This retrospective study was approved by the institutional Review Board of the Korea University Anam Hospital, Seoul, Korea (IRB number: 2021AN0525), and conducted in accordance with the tenets of the Declaration of Helsinki. We reviewed the medical records of consecutive patients diagnosed with acute VKH disease between May 2016 and October 2021. During the initial episode, each patient was diagnosed with VKH disease based on the revised diagnostic criteria for VKH disease
22 after a comprehensive ophthalmic examination, including slit-lamp biomicroscopy, fundoscopy, color fundus photography, fluorescein angiography, indocyanine green angiography, swept-source OCT (SS-OCT), and OCT angiography (OCTA). In the acute uveitic stage, all patients were treated with high-dose intravenous (methylprednisolone, 1000 mg/day for three days) or oral (1.0–1.5 mg/kg/d) corticosteroid therapy, followed by a slow tapering (2.5–10 mg/wk) with oral corticosteroids over a period of six to nine months. All but two patients received an additional immunosuppressive agent (cyclosporine or mycophenolate mofetil) from the initial episode or after disease recurrence. During the follow-up period, each patient underwent a comprehensive ophthalmic examination, which included slit-lamp biomicroscopy, fundus examination, color fundus photography, SS-OCT, and OCTA, but not fluorescein angiography and indocyanine green angiography.
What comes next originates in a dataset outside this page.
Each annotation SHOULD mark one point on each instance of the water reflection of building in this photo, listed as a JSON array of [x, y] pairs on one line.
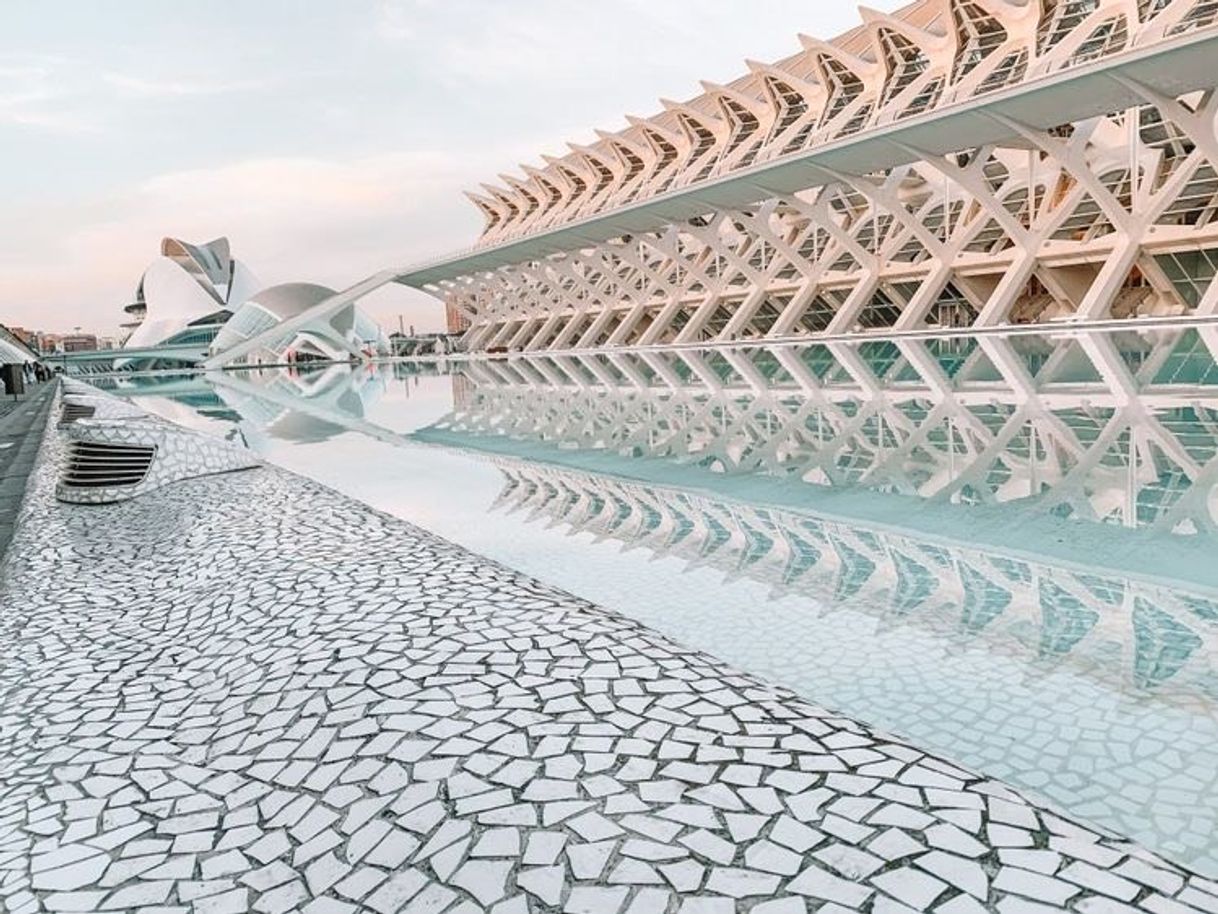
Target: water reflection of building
[[1143, 633], [1118, 428]]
For the analysis, we selected OCT images obtained from patients in the convalescent stage of the disease without active inflammatory signs. When several OCT images were available, we selected those obtained at the last visit. All eyes with VKH disease were divided into SGF-positive and SGF-negative groups based on clinical documentation and fundus photographs. Fundus photographs were evaluated by the consensus of two retinal experts (Y.K. and J.O). As normal controls, age- and sex-matched subjects were included from the same database. We randomly selected one of the two eyes from subjects without ocular disease or included the normal fellow eyes of subjects with unilateral ocular disease such as epiretinal membrane, retinal vein occlusion, and retinal tears. All eyes in the normal control group had a best-corrected visual acuity of 20/20 or better (Snellen), and no evidence of chorioretinal and optic nerve disease, as confirmed by medical records, fundus photography, SS-OCT, and SS-OCTA. The exclusion criteria for normal controls included the presence of comorbid chorioretinal pathologies in any of both eyes, including but not limited to age-related macular degeneration, central serous chorioretinopathy, uveitis, diabetic retinopathy, hypertensive retinopathy, and high myopia (spherical equivalent ≥ −6.00 diopters). Eyes that had undergone ocular laser treatment or surgery were also excluded.